State v. Easton

Summarized by:

  • Court: Oregon Court of Appeals
  • Area(s) of Law: Criminal Procedure
  • Date Filed: 07-23-2014
  • Case #: A149729
  • Judge(s)/Court Below: Ortega, P.J. for the Court; Sercombe, J.; and Hadlock, J.
  • Full Text Opinion

A police officer may take reasonable steps to protect herself or others, including conducting a warrantless search or seizure, "if, during the course of a lawful encounter with a citizen, the officer develops a reasonable suspicion, based on specific and articulable facts, that the citizen might pose an immediate threat of serious physical injury to the officer or to others then present"; the state bears the burden of establishing that, based on the totality of the circumstance at the time, "the officer subjectively believed that a defendant posed an immediate threat of serious physical injury and that the officer's belief was objectively reasonable."

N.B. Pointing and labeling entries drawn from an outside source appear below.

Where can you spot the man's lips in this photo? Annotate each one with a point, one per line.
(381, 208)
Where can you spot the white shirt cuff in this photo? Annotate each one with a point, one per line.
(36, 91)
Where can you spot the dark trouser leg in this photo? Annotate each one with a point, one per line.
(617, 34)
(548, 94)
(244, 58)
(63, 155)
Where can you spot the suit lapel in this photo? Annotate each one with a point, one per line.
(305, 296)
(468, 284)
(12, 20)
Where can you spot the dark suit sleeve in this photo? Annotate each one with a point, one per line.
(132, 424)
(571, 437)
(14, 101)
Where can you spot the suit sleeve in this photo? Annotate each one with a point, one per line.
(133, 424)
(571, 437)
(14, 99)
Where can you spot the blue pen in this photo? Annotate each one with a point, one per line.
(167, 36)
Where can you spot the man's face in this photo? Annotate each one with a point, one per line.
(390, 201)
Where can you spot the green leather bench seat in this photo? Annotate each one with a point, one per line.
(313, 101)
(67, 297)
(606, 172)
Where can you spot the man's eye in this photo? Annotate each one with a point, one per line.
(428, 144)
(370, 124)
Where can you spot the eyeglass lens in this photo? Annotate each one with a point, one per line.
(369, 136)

Defendant appealed from a judgment of conviction for unlawful possession of methamphetamine under ORS 475.894 and subsequent judgment finding him in violation of his probation for committing the offense. Defendant assigned error to the trial court’s denial of his motion to suppress evidence resulting from a warrantless search. Officers responded to a report of a woman outside an apartment with a firearm; when officers arrived they found Wisman, who appeared to be under the influence of methamphetamine, lying on the ground with a firearm a few feet away from her. The officers arrested Wisman and received her consent to conduct a safety check of her apartment. Upon entry into the bedroom where the door was open and the light on, the officers observed Defendant sleeping on his stomach. Defendant did not respond when officers announced their presence; the officers, concerned that Defendant may be faking sleep or hiding weapons under his body, handcuffed Defendant. Defendant woke up and struggled. Officers rolled Defendant over and found a baggie underneath his body that was found to be methamphetamine. The trial court denied Defendant’s motion to suppress the evidence. This Court held that the officers did not have an objectively reasonable basis for believing that Defendant posed an immediate risk of serious physical injury, as the only basis for suspicion that Defendant possessed drugs or weapons was Defendant’s association with Wisman. Defendant was not required to respond to officers, and the totality of the circumstances did not establish that waking Defendant was reasonably necessary to officer safety. Both the judgment of conviction under ORS 475.894 and the judgment of probation violation reversed and remanded.